EPA’s proposed endangerment finding is based on rigorous, peer-reviewed scientific analysis of six gases – carbon dioxide, methane, nitrous oxide, hydrofluorocarbons, perfluorocarbons and sulfur hexafluoride – that have been the subject of intensive analysis by scientists around the world. The science clearly shows that concentrations of these gases are at unprecedented levels as a result of human emissions, and these high levels are very likely the cause of the increase in average temperatures and other changes in our climate.
The scientific analysis also confirms that climate change impacts human health in several ways. Findings from a recent EPA study titled “Assessment of the Impacts of Global Change on Regional U.S. Air Quality: A Synthesis of Climate Change Impacts on Ground-Level Ozone,” for example, suggest that climate change may lead to higher concentrations of ground-level ozone, a harmful pollutant. Additional impacts of climate change include, but are not limited to:
• increased drought;
• more heavy downpours and flooding;
• more frequent and intense heat waves and wildfires;
• greater sea level rise;
• more intense storms; and
• harm to water resources, agriculture, wildlife and ecosystems.
In proposing the finding, Administrator Jackson also took into account the disproportionate impact climate change has on the health of certain segments of the population, such as the poor, the very young, the elderly, those already in poor health, the disabled, those living alone and/or indigenous populations dependent on one or a few resources.
In addition to threatening human health, the analysis finds that climate change also has serious national security implications. Consistent with this proposed finding, in 2007, 11 retired U.S. generals and admirals signed a report from the Center for a New American Security stating that climate change “presents significant national security challenges for the United States.” Escalating violence in destabilized regions can be incited and fomented by an increasing scarcity of resources – including water. This lack of resources, driven by climate change patterns, then drives massive migration to more stabilized regions of the world.
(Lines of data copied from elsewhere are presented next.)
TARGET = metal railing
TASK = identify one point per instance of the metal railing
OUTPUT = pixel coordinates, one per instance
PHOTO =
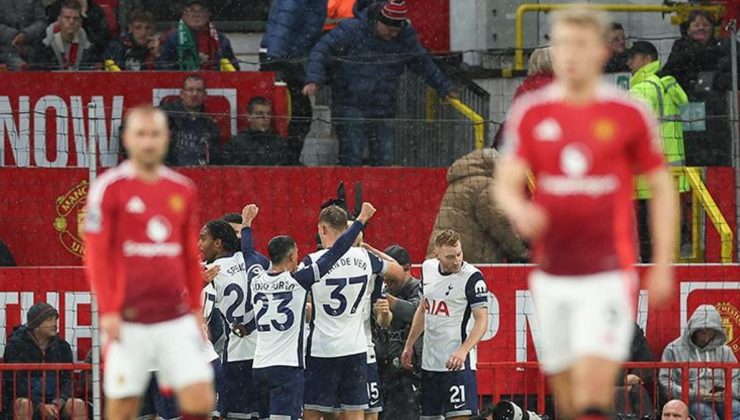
(519, 63)
(701, 199)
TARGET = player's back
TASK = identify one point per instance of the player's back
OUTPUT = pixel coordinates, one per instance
(339, 300)
(147, 228)
(584, 159)
(279, 303)
(447, 311)
(232, 299)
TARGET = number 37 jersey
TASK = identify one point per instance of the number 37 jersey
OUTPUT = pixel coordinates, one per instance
(338, 302)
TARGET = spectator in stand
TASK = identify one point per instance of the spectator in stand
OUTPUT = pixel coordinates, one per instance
(618, 44)
(93, 22)
(703, 341)
(400, 298)
(40, 394)
(6, 258)
(259, 144)
(665, 98)
(539, 75)
(196, 44)
(22, 24)
(293, 28)
(696, 52)
(193, 133)
(469, 208)
(675, 410)
(136, 50)
(66, 45)
(367, 56)
(631, 398)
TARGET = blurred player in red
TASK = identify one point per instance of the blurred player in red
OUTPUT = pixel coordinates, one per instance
(143, 264)
(584, 141)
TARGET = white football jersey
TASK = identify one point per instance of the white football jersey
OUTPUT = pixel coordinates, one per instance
(232, 300)
(339, 301)
(279, 306)
(208, 295)
(448, 300)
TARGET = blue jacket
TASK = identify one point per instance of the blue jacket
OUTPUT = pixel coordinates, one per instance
(364, 70)
(293, 27)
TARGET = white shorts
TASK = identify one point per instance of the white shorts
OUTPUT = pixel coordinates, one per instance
(176, 349)
(579, 316)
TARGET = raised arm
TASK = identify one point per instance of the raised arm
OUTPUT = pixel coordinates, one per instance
(249, 212)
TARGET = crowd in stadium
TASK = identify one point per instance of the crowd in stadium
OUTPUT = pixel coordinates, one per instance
(362, 59)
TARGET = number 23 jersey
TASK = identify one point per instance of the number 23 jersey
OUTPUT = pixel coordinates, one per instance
(338, 303)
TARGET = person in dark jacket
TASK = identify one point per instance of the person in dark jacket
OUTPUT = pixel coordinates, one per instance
(696, 52)
(66, 45)
(22, 24)
(400, 298)
(631, 397)
(93, 22)
(136, 50)
(37, 393)
(196, 44)
(293, 28)
(193, 134)
(618, 45)
(259, 144)
(367, 56)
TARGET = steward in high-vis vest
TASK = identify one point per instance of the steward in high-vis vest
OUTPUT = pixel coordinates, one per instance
(665, 97)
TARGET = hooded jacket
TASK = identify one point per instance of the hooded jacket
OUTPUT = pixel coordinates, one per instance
(22, 348)
(665, 97)
(50, 55)
(365, 69)
(469, 208)
(683, 349)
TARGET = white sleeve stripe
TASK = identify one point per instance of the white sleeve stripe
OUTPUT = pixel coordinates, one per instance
(316, 272)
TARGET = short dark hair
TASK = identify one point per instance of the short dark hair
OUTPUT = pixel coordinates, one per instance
(220, 229)
(193, 76)
(280, 247)
(232, 218)
(257, 100)
(334, 216)
(71, 4)
(139, 15)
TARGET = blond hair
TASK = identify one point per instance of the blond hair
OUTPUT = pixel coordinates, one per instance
(583, 15)
(540, 61)
(447, 237)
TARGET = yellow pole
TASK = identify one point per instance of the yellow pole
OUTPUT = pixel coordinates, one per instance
(639, 8)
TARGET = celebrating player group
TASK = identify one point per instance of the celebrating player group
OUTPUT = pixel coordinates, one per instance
(297, 338)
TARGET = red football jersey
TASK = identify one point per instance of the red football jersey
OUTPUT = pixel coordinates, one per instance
(141, 249)
(584, 159)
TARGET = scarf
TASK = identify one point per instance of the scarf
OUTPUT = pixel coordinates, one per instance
(188, 54)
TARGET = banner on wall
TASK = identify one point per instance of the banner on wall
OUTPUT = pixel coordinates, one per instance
(512, 324)
(48, 125)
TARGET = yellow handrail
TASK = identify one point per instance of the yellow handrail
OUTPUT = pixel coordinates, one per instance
(479, 124)
(700, 192)
(525, 8)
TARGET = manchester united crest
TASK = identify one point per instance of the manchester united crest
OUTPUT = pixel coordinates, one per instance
(69, 223)
(731, 323)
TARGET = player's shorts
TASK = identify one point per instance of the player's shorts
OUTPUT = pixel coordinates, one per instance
(336, 382)
(579, 316)
(374, 394)
(174, 348)
(448, 394)
(158, 405)
(279, 392)
(236, 393)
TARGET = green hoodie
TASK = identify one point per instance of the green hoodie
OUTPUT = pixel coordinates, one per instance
(683, 349)
(665, 97)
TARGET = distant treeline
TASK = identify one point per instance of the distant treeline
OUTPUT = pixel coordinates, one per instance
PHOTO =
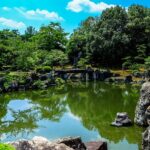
(118, 37)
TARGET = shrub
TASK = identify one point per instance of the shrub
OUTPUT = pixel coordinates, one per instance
(59, 81)
(43, 69)
(39, 84)
(82, 62)
(147, 62)
(6, 147)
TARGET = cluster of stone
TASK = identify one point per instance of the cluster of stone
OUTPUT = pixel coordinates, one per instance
(142, 114)
(41, 143)
(122, 119)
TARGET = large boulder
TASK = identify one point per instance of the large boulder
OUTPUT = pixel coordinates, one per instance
(96, 145)
(39, 143)
(146, 139)
(75, 143)
(143, 103)
(122, 119)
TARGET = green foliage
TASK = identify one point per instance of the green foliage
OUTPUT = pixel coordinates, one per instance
(82, 63)
(55, 57)
(6, 147)
(38, 84)
(43, 69)
(147, 62)
(59, 81)
(107, 41)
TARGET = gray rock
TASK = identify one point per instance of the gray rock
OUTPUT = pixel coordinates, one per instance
(122, 119)
(75, 143)
(39, 143)
(143, 103)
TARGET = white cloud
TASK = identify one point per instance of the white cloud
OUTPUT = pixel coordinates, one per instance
(6, 8)
(39, 14)
(11, 23)
(87, 5)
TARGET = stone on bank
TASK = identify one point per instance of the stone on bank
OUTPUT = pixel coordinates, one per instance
(41, 143)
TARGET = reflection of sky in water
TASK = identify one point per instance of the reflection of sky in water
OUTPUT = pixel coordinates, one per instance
(17, 105)
(69, 125)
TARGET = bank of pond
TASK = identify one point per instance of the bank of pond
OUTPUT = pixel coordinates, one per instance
(42, 79)
(84, 109)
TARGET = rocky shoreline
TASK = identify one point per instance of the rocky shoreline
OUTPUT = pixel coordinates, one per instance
(41, 143)
(142, 114)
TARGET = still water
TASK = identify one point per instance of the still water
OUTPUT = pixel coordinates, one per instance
(76, 109)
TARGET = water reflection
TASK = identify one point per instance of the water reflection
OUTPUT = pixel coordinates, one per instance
(84, 109)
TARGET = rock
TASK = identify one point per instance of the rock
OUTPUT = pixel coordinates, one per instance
(96, 145)
(122, 119)
(146, 139)
(75, 143)
(128, 79)
(39, 143)
(143, 103)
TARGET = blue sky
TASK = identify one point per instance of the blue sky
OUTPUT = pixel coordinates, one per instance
(18, 14)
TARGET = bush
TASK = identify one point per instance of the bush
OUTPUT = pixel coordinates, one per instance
(82, 62)
(43, 69)
(6, 147)
(147, 62)
(59, 81)
(135, 67)
(39, 84)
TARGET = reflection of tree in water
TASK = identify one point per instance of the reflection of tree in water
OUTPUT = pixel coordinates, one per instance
(97, 106)
(21, 122)
(95, 103)
(46, 105)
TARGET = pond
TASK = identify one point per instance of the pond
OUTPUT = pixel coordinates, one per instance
(75, 109)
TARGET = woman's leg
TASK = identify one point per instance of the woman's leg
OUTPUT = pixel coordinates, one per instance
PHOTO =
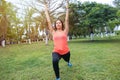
(55, 60)
(66, 57)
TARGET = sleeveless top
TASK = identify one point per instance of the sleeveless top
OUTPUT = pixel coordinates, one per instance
(60, 43)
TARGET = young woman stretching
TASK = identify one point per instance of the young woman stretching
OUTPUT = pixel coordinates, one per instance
(61, 49)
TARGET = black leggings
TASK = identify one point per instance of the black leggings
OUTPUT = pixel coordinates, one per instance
(55, 60)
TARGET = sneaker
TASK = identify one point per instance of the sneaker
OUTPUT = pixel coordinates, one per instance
(69, 64)
(57, 78)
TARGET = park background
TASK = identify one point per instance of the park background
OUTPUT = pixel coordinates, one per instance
(26, 44)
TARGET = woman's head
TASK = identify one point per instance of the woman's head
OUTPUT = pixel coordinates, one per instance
(59, 25)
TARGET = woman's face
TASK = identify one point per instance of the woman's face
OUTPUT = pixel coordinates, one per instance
(58, 24)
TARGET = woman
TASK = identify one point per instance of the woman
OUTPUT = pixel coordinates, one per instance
(61, 49)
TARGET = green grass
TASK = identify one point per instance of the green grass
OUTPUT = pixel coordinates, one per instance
(92, 60)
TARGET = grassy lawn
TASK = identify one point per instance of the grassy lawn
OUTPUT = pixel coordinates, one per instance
(92, 60)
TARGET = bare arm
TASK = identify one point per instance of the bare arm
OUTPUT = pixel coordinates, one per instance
(67, 18)
(48, 18)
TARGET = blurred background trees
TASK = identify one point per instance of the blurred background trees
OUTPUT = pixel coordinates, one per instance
(29, 24)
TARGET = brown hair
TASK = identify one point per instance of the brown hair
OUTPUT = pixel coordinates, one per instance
(61, 22)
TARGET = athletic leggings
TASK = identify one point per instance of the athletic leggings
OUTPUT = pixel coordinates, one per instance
(55, 60)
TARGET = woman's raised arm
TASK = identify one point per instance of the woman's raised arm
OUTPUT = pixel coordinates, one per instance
(48, 18)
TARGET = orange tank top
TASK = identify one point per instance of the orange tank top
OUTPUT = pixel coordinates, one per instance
(60, 43)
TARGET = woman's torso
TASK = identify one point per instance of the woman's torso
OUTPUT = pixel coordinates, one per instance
(60, 42)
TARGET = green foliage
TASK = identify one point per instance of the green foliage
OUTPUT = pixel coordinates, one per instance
(91, 15)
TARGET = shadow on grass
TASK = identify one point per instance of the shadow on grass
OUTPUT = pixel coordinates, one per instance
(96, 41)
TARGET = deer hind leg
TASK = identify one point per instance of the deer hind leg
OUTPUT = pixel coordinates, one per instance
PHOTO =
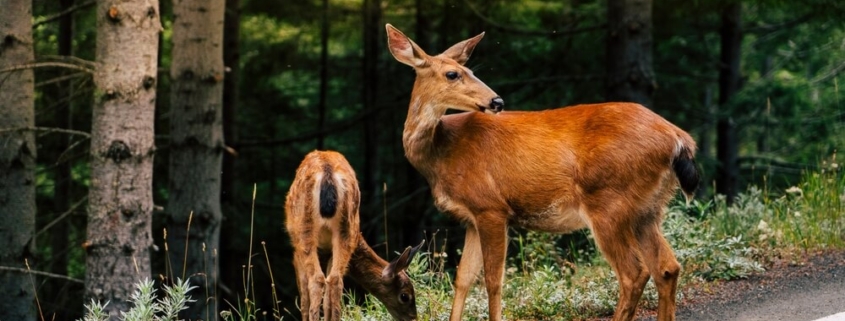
(468, 268)
(311, 282)
(663, 266)
(342, 248)
(617, 242)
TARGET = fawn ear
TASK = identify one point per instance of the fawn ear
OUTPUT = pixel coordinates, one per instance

The proposed endangerment finding now enters the public comment period, which is the next step in the deliberative process EPA must undertake before issuing final findings. Today’s proposed finding does not include any proposed regulations. Before taking any steps to reduce greenhouse gases under the Clean Air Act, EPA would conduct an appropriate process and consider stakeholder input. Notwithstanding this required regulatory process, both President Obama and Administrator Jackson have repeatedly indicated their preference for comprehensive legislation to address this issue and create the framework for a clean energy economy.